Lrpprc, or leucine-rich pentatricopeptide repeat-containing protein, is a member of the pentatricopeptide repeat (PPR) family. It binds to DNA, RNA, and proteins to regulate transcription and translation, and is involved in multiple biological processes such as energy metabolism, maturation and export of nuclear mRNA [2,6]. It also plays a role in maintaining normal mitochondrial translation in mammals, as it forms a complex with SLIRP in the mitochondrial matrix, which is essential for the life cycle of most mitochondrial mRNAs [5].

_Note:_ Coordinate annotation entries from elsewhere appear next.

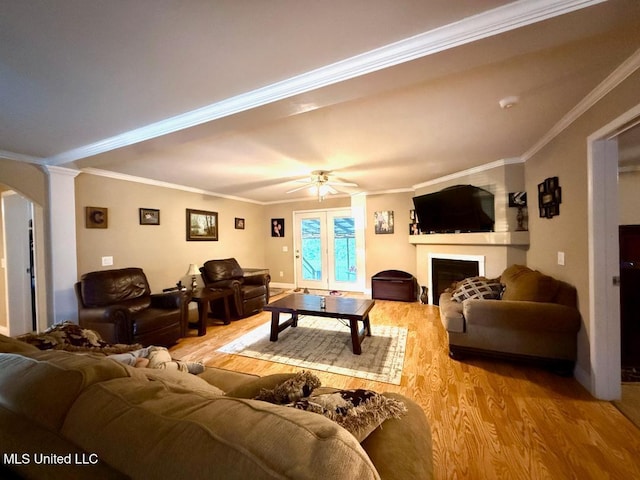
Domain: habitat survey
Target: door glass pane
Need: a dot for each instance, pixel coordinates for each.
(344, 247)
(311, 249)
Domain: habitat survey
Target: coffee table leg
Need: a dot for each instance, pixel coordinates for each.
(203, 313)
(355, 337)
(227, 313)
(275, 320)
(367, 326)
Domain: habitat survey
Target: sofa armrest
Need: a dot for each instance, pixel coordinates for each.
(168, 300)
(401, 448)
(262, 279)
(113, 323)
(521, 315)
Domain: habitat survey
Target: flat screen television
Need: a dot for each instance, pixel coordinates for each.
(461, 208)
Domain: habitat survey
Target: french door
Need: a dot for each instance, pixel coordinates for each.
(329, 250)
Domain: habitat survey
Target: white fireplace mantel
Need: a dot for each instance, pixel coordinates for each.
(476, 238)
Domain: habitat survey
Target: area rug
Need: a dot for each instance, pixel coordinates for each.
(324, 344)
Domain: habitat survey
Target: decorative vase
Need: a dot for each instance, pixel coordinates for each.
(424, 295)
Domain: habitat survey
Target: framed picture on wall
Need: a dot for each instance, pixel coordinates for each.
(277, 227)
(383, 221)
(96, 217)
(149, 216)
(202, 225)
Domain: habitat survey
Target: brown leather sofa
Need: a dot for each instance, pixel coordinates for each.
(118, 304)
(250, 292)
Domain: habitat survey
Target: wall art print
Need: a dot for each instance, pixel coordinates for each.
(549, 197)
(277, 227)
(383, 221)
(96, 217)
(202, 225)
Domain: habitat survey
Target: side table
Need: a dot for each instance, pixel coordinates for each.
(202, 296)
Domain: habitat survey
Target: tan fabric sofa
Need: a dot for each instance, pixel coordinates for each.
(534, 319)
(68, 415)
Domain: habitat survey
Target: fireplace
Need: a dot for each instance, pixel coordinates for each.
(445, 269)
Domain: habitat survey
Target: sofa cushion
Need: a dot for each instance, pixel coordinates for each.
(107, 287)
(13, 345)
(477, 287)
(42, 385)
(71, 337)
(522, 283)
(225, 269)
(359, 411)
(230, 438)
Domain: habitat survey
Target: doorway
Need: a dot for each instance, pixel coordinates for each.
(19, 261)
(327, 246)
(604, 260)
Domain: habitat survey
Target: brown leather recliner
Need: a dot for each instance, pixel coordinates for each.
(118, 304)
(250, 293)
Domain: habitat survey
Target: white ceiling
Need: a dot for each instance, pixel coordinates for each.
(240, 98)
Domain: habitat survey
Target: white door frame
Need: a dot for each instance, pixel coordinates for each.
(16, 213)
(358, 215)
(604, 296)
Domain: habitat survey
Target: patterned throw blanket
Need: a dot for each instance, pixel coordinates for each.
(71, 337)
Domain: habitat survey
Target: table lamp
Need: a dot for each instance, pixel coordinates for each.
(193, 271)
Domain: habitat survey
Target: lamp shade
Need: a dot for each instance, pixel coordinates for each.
(193, 270)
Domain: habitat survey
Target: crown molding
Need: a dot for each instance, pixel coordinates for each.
(493, 22)
(19, 157)
(158, 183)
(624, 70)
(50, 169)
(471, 171)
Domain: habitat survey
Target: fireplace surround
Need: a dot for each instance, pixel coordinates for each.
(444, 269)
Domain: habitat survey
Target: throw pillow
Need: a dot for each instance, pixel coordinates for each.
(523, 284)
(358, 411)
(71, 337)
(477, 287)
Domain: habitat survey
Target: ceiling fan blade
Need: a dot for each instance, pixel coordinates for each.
(300, 188)
(341, 184)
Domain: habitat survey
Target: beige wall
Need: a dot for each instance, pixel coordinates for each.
(566, 158)
(3, 273)
(162, 250)
(389, 251)
(629, 197)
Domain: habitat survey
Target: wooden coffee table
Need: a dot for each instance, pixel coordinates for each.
(352, 309)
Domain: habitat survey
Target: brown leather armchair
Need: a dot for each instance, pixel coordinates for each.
(250, 293)
(118, 304)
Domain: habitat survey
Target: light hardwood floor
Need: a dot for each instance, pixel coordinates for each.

In disease-related studies, knockdown of Lrpprc in RAW 264.7 cells decreased foam cell formation in atherosclerosis, suggesting that Lrpprc promotes foam cell formation by inhibiting autophagy [4]. In lung cancer, Lrpprc forms a feedback loop with CDK6, promoting resistance to CDK4/6 inhibition. Gossypol acetate, a degrader of Lrpprc, enhances the sensitivity to CDK4/6 inhibitors [1]. In triple-negative breast cancer, Lrpprc promotes glycolysis by stabilizing LDHA mRNA, and knockdown of Lrpprc plus glutamine inhibitor induces synthetic lethality [3]. In ovarian cancer, HAPSTR1 binds to Lrpprc, suppresses its ubiquitination, and promotes tumor progression, while Lrpprc knockdown reverses these effects [7].

In conclusion, Lrpprc is a multifunctional protein involved in various biological processes and diseases. Studies using loss-of-function models, such as knockdown experiments, have revealed its roles in cancer, atherosclerosis, and other disease conditions, highlighting its potential as a biomarker and therapeutic target.